Medical schools and health departments have also started using virtual worlds. A University of California psychiatrist developed a virtual psych ward echoing with disembodied voices to help caregivers better understand schizophrenia. Stanford University doctors built virtual operating and emergency rooms to train young doctors. Britain’s National Health Service constructed an entire virtual hospital.
Individual practitioners, meanwhile, are discovering virtual worlds on their own. After meeting other healthcare professionals in Second Life, which with 9 million members is among the largest, Lawrence Whitehurst, a family doctor in Culpeper, Virginia, founded the Second Life Medical Association.
“I don’t diagnose, and I don’t treat. What I try to do is provide medical advice and support for people undergoing real-world medical problems,” Whitehurst said.
Some therapists have started using virtual worlds to treat patients for a host of problems, in both their real and virtual lives.
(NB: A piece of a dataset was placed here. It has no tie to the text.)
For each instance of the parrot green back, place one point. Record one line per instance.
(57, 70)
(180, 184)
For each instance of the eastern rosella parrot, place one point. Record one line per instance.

“It doesn’t work for everybody, but it works for a majority of patients,” said Brenda Wiederhold of the Virtual Reality Medical Center in San Diego, who uses the virtual world DigitalSpace to help patients overcome fear of public speaking and severe shyness.While Wiederhold said she treats only patients she has counseled in her office first, others are offering therapy to patients they have never met.
“My clients’ problems range from domestic love tangles to complex and difficult real life situations,” Elena Mangan, who counsels patients anonymously in Second Life from Britain, wrote in an e-mail.
Such anonymous counseling disturbs many therapists. Internet therapy denies counselors vital clues from subtle body language, affect and tone of voice, they say. And anonymity can carry risks.
But the biggest users of virtual worlds for health purposes so far appear to be individual patients. Dozens of support groups have been formed by and for those with cancer, paralysis, strokes, depression, cerebral palsy, cystic fibrosis, autism and other ailments.
Susan Brown, the stroke victim, said encouragement from other survivors in Dreams, one of several protected areas in Second Life for people with disabilities, and the experience of seeing herself walking again, aided her recovery. “It helped me visualise,” Brown said through her avatar, Marie Hightower, during an interview in a virtual field near a virtual home she built in Dreams. Salvatierra, the agoraphobic, Dawley, the patient with Asperger syndrome, and others tell similar stories.
For Stephanie Koslow, 48, of Poughkeepsie, New York, her virtual life is helping sustain her as she fights advanced breast cancer. “It’s not real, but it’s real in a way,” said Koslow, whose avatar is a pink fox named Artistic Fimicoloud. “I might spend an afternoon trying on silly wings and laughing with friends. And laughter heals.”